SIMA 2 is still an experiment, and its limits are important. The agent struggles with complex tasks that take many steps and more time to complete. It also remembers only its most recent interactions because the team reduced its long-term memory to make it more responsive.

It is also not yet close to human skill with a mouse and keyboard. That matters because the system acts inside games through the same kinds of inputs a player uses. If the agent cannot control the interface smoothly, its higher-level reasoning may not translate into successful action.

Outside researchers see both promise and reasons for caution. Julian Togelius, an AI researcher at New York University who works on creativity and video games, described the result as interesting. He noted that training one system to play multiple games from the screen alone has historically been difficult, calling real-time play from visual input only “hard mode.”

Togelius also pointed to GATO, an earlier Google DeepMind system that did not transfer skills across a significant number of virtual environments. He remains open-minded about whether SIMA 2 could eventually help robotics, but he emphasized that the real world differs from video games in both harder and easier ways.

The Robot Question

Google DeepMind’s long-term ambition is to use agents like SIMA 2 as building blocks for real-world robots. Marino said skills such as navigation, tool use, and collaboration with humans are essential for future robot companions.

That claim is still contested. Matthew Guzdial, an AI researcher at the University of Alberta, said he was not too surprised that SIMA 2 could play many games because many games share similar keyboard and mouse controls. In his view, a game with unusual input could expose weaknesses.
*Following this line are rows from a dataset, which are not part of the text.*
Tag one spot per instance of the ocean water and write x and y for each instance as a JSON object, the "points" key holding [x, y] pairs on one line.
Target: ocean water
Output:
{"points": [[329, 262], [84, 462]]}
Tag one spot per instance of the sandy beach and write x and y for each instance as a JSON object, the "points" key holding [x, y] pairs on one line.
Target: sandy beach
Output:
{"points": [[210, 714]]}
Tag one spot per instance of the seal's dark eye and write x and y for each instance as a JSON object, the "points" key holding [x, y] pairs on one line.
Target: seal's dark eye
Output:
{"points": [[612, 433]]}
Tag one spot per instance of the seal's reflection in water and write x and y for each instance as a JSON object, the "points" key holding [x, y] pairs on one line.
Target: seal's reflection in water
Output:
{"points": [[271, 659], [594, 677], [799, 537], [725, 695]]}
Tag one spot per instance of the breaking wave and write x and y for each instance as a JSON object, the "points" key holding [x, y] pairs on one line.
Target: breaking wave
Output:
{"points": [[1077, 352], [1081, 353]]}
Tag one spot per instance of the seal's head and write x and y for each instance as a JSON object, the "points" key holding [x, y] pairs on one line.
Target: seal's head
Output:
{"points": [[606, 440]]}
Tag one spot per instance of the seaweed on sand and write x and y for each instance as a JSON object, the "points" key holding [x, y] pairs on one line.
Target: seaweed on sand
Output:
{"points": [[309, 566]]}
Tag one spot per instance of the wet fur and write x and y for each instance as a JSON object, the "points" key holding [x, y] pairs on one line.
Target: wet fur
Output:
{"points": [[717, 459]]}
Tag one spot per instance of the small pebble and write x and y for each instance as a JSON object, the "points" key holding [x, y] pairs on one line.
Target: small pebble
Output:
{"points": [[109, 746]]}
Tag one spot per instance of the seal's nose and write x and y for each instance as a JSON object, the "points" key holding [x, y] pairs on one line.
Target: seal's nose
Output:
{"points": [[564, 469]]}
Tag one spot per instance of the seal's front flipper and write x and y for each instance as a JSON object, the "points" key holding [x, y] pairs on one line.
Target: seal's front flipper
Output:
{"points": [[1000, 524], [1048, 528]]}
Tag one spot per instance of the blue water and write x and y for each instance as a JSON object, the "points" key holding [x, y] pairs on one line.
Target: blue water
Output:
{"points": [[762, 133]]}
Guzdial also questioned how well SIMA 2’s learning would transfer to robots. Real-world camera visuals are harder to understand than video game visuals, he said, because games are designed to be readable for human players.

The result is a system that is meaningful but not conclusive. SIMA 2 shows how Gemini can make a multiworld game agent more interactive and adaptive. Whether that progress becomes useful for general-purpose agents or robots will depend on how well those virtual skills survive outside the game worlds where they were learned.